Mais, mauvaise surprise, le Tep-Scan du 21 septembre 2021 a révélé la présence d’un petit nodule cancéreux (8 mm) sur le lobe inférieur de mon poumon droit. Le pathologiste a écrit que c’était déjà là en février 2021 (6 mm) mais que ça n’avait pas été repéré. J’étais catastrophée. Il fallait savoir s’il s’agissait d’une métastase de mon cancer de la vessie ou d’un cancer primitif du poumon. Une biopsie faite le 18 novembre a conclu à un cancer primitif du poumon. J’avais déjà fumé. Je trouvais ça moins pire. J’ai subi l’ablation du lobe touché par le cancer, le 13 décembre 2021. Trois jours à l’hôpital. Pas de grosses cicatrices. J’ai bien récupéré.

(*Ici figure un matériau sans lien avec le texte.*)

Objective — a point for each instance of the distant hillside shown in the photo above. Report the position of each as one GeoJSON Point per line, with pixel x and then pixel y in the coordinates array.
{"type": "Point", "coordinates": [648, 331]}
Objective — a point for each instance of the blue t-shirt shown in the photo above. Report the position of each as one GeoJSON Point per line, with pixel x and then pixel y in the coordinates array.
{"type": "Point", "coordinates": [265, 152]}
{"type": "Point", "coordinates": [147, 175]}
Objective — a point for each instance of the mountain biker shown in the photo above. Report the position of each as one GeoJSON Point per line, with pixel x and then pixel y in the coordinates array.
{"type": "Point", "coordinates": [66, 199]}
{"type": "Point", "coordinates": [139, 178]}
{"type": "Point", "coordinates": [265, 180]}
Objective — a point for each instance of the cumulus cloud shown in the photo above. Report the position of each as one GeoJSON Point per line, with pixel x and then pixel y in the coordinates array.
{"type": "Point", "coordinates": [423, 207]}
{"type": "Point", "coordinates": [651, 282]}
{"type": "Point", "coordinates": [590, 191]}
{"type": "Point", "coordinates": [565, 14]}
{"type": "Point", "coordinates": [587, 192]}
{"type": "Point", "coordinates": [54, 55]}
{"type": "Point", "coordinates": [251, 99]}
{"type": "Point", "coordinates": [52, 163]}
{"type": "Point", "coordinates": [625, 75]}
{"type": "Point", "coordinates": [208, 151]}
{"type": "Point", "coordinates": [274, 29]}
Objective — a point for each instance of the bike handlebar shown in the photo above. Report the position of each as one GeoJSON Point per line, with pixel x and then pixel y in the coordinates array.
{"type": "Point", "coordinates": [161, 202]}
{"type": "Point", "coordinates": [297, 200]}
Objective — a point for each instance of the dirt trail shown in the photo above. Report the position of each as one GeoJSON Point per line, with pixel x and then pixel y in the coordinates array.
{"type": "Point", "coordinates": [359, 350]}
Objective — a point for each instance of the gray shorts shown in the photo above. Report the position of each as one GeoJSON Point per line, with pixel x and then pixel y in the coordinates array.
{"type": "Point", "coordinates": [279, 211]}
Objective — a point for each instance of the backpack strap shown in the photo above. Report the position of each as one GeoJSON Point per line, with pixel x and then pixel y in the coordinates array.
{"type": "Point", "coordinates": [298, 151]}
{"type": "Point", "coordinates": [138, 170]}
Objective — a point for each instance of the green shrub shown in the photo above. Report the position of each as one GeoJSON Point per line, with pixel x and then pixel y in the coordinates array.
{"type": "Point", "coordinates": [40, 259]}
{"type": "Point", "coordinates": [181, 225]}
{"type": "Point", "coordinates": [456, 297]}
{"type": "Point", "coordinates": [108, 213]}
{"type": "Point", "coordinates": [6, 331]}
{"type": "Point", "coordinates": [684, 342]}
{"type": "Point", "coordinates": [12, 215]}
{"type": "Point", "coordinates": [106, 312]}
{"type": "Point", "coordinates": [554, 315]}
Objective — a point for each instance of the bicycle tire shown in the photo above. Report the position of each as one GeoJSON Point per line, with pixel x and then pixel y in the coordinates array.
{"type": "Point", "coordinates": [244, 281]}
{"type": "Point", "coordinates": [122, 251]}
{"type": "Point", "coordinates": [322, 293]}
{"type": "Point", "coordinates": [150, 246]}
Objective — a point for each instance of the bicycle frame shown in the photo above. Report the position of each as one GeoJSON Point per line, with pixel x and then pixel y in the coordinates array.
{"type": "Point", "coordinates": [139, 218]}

En mars 2022 (ça a été long), le rapport du pathologiste m’apprenait qu’il s’agissait non pas d’un cancer du poumon, mais plutôt d’une métastase de mon cancer de la vessie. Là j’ai paniqué. Je me sentais condamnée. Le mot métastase était effrayant et synonyme de phase terminale pour moi. J’ai discuté avec mon radiooncologue. Il n’était pas paniqué. Je voulais savoir ce qui pouvait et devait être fait. Il a consulté l’équipe multidisciplinaire. Il m’a fait passer un Tep-scan en urgence, le 17 mars. Le lendemain 18 mars, il m’appelait pour me dire que le Tep-scan était négatif, que le rapport indiquait qu’aucune cellule cancéreuse n’était détectée. Il m’a beaucoup rassurée. Il m’a expliqué que tout compte fait, mon cas n’était pas si grave ni compromis puisque c’était une métastase unique (oligométastase), qu’elle était petite, qu’elle avait progressé lentement et que là, elle avait été enlevée et qu’il n’y en avait pas d’autre. Selon lui, aucun traitement n’est pertinent pour le moment. On va juste faire un suivi de près. Cystoscopie, et Tep-scan dans 3-4 mois.
Je sais que je suis à risque d’avoir une ou plusieurs autres métastases mais je ne sais pas quand, ni dans quel organe cela se logera. Je refuse de m’inquiéter dans le présent pour un événement futur incertain. J’ai confiance que de mes médecins vont faire de leur mieux et que je saurai prendre les bonnes décisions au fur et à mesure. Je vis ma vie comme elle est. Mon conjoint ne dramatise rien. Il est avec moi. Mes enfants me témoignent leur amour. Mes frères et sœurs aussi. Je vais bien.